Gabriel Schembri Friday, 22 July 2016, 09:57 Last update: about 9 years ago

The Maltese ambassador in Libya never received any communication on fuel smuggling from Libya to Malta through companies licenced for oil services, the Foreign Ministry said today.

It was reacting to a report in the Libya Herald which claimed that the head of the Representatives Economy Committee of Libya, Ali Gatrani, had alerted the Maltese authorities and confirmed the illegality of fuel and gasoline exports from Libya to Malta through companies licenced for ‘oil services.’

The Libya Herald is reporting that Ali Gatrani had sent a letter addressed to the Maltese Ambassador clarifying that Libyan registered companies whose scope is servicing the oil industry in Libya do not extend to export of oil products from Libya.

But a spokesman for the Maltese Foreign Ministry said this is not the case. "The Maltese ambassador never received any communication on this subject," he said.

The Libya Herald quoted Mr Galtrani as saying that companies selling clean or crude oil out of Libya are doing so illegally. “This is illegal under Libyan law and in accordance with UN resolutions. The smuggling negatively affects the Libyan economy and the income from this is used by smugglers to trade in illicit goods such as the drugs and alcohol trade which affects Libya’s security.

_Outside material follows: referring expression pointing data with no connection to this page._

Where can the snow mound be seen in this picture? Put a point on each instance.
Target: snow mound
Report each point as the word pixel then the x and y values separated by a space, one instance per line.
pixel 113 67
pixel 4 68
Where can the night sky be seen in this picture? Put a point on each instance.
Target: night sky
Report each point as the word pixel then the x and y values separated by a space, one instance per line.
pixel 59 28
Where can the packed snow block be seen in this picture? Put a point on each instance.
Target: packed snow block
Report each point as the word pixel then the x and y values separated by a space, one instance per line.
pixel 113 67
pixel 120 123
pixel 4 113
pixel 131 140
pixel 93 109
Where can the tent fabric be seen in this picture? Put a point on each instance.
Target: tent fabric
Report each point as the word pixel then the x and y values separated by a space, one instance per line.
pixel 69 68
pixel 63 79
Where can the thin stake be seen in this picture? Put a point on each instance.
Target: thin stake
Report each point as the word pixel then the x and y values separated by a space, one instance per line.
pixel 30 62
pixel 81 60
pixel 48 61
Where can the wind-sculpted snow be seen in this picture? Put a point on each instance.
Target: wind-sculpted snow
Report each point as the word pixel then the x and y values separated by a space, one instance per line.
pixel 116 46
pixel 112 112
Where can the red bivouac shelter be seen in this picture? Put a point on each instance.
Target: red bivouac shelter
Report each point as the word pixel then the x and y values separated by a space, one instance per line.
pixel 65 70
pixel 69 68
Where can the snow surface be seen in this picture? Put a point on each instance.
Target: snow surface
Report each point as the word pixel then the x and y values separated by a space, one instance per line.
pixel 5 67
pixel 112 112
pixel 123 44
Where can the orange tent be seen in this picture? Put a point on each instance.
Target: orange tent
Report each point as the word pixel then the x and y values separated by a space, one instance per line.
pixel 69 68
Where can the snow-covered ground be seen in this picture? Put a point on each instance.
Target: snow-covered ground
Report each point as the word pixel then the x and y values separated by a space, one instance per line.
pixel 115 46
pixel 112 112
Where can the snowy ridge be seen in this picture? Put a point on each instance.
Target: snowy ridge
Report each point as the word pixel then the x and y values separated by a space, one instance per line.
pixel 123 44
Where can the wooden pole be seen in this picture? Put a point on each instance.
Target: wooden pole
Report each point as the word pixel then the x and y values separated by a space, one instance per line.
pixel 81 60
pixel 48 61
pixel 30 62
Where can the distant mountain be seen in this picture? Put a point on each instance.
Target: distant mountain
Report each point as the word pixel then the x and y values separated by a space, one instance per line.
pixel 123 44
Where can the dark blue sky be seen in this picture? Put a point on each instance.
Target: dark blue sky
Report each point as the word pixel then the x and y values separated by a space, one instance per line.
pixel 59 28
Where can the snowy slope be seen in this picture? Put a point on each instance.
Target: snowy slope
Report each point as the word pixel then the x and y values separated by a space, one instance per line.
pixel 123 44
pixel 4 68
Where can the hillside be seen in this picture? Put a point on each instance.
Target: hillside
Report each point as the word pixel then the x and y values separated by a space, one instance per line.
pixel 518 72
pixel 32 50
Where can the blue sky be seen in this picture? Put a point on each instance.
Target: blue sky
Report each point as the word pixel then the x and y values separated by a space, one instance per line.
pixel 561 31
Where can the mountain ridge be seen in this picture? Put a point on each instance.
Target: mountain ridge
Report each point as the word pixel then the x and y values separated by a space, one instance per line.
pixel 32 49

The illicit gains can also finance terrorism,” the Herald reports.

Mr Gatrani said that trading out of Libya is limited, by law, to the National Oil Corporation. He called on the Maltese authorities to refuse any Libyan documentation presented by smugglers suggesting that their smuggling transactions are a legal trade.

Mr Gatrani confirmed that only the NOC has the right to trade in fuel and that Libyan oil services companies can provide a host of other services permitted by law, but excluding the trade in fuel. Subsidized fuel is intended for domestic Libyan consumers and not for export outside of Libya, he adds.

The Herald recalled how back in 2014, the Libyan Prime Minister of the time, Mr Abdullah Thinni, had called upon the Maltese government to take action against those involved in smuggling fuel from Libya to Malta.

In 2013, two Maltese men were arrested in Libya accused of smuggling thousands of litres of Libyan diesel to Malta. Kevin McManus from Marsascala and Matthew Piscopo from Marsaxlokk, were arrested in two separate instances on boats sailing from Libya towards Malta. The two men were being kept in a prison in Zawia.